Ahmed Elnaggar (Technische Universität München, Germany)
Ahmed Elnaggar performs research on the applications of self-supervised deep learning and language models using high-performance computing in several domains, including NLP, Biology, software engineering, and speech.
Ahmed has recently contributed to the inference of major protein language models [1,2,3].
[1] Ankh: Optimized Protein Language Model Unlocks General-Purpose Modelling. Elnaggar A, Essam H, Salah-Eldin W, Moustafa W, Elkerdawy M, Rochereau C, Rost B.arXiv (2023)
[2] ProtTrans: Towards Cracking the Language of Lifes Code Through Self-Supervised Deep Learning and High Performance Computing. Elnaggar A, Heinzinger M, Dallago C, Rehawi G, Yu W, Jones L, Gibbs T, Feher T, Angerer C, Steinegger M, et al. IEEE Trans Pattern Anal Mach Intell. (2021)
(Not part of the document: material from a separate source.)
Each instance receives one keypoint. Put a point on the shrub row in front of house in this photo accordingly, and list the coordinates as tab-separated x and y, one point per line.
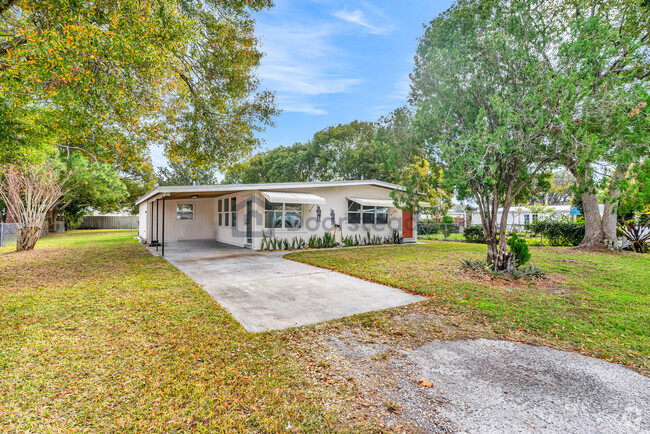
328	240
[3] Modeling aspects of the language of life through transfer-learning protein sequences. Heinzinger M, Elnaggar A, Wang Y, Dallago C, Nechaev D, Matthes F, Rost B. BMC Bioinformatics. (2019)

- Talk: A journey into the Generative AI and large language models: From NLP to BioInformatics
  Abstract: In the last year, the generative AI field has seen a remarkable breakthrough, specifically the generative ai models and their applications in the natural language processing domain. It has achieved new state-of-the-art results on all public datasets and super human-level chatting capabilities. The backbone of this breakthrough is the large language models, including OpenAI GPT and Google Palm. The advantages of these large language models are that they can effectively capture the semantic, syntactic, grammar, and meaning of characters, words, and sentences from large unlabelled datasets using self-supervised learning. Later it can be used to represent sentences and documents better through embedding or as a zero/multi-shot learning method for many NLP tasks. Fortunately, these models have started to be leveraged in other fields like bioinformatics and biochemistry. This talk will give an overview of the large language models and how it was applied in the Bioinformatics field to boost the performance on many use cases. Furthermore, it will show how high-performance computing and optimized deep-learning software and libraries allowed these models to be faster and more efficient during training and inference.
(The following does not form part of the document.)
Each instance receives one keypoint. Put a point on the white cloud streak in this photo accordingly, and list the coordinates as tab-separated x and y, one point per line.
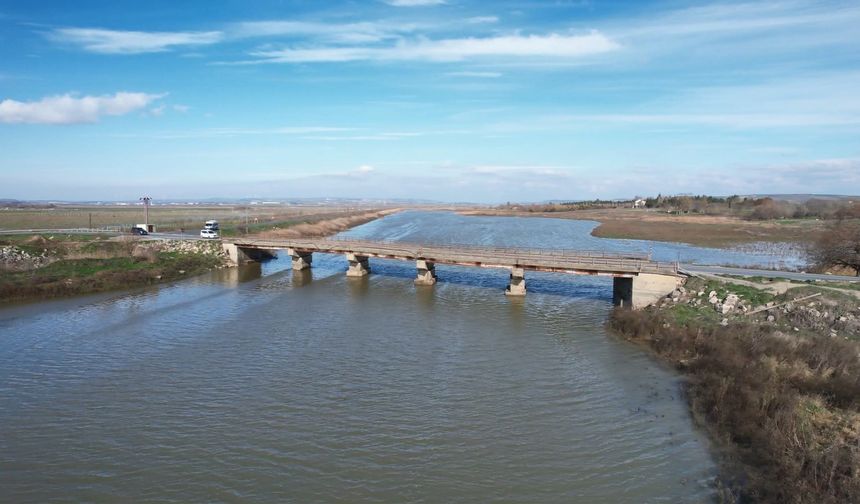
70	109
546	46
414	3
99	40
Will Merrill (New York University, USA)

William Merrill’s main research interests are in the formal theory of language and computation, and its applications in NLP and linguistics. Much of Will’s research has focused on the expressive power of neural network architectures in terms of formal language theory, in addition to analyzing the abilities of language models to learn semantics.
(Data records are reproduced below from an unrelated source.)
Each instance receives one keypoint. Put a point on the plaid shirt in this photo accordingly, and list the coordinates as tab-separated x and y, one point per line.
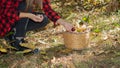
9	14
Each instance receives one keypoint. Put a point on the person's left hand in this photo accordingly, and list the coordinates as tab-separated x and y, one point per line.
69	27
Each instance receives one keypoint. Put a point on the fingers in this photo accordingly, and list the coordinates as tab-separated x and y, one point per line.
38	18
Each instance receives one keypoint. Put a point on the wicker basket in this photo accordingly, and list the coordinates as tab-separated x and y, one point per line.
76	41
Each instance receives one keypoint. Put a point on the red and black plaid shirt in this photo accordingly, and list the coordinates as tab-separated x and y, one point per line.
9	14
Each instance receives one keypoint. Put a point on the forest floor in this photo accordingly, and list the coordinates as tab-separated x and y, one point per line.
103	50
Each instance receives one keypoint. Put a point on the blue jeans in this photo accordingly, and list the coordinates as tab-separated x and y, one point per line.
25	24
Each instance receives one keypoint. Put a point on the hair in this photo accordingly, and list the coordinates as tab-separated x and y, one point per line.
30	4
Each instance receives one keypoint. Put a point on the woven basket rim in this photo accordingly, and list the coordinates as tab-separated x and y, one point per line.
75	32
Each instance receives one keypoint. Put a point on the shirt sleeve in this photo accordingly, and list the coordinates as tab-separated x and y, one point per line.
51	14
8	15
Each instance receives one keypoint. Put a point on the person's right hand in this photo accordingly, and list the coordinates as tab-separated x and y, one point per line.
36	18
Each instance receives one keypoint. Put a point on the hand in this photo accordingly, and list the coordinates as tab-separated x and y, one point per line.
36	18
69	27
- Tutorial: Formal languages and neural models for learning on sequences
  Abstract: The empirical success of deep learning in NLP and related fields motivates understanding the model of grammar implicit within neural networks on a theoretical level. In this tutorial, I will overview recent empirical and theoretical insights on the power of neural networks as formal language recognizers. We will cover the classical proof that infinite-precision RNNs are Turing-complete, formal analysis and experiments comparing the relative power of different finite-precision RNN architectures, and recent work characterizing transformers as language recognizers using circuits and logic. We may also cover applications of this work, including the extraction of discrete models from neural networks. Hopefully, the tutorial will synthesize different analysis frameworks and findings about neural networks into a coherent narrative, and provide a call to action for the ICGI community to engage with exciting open questions.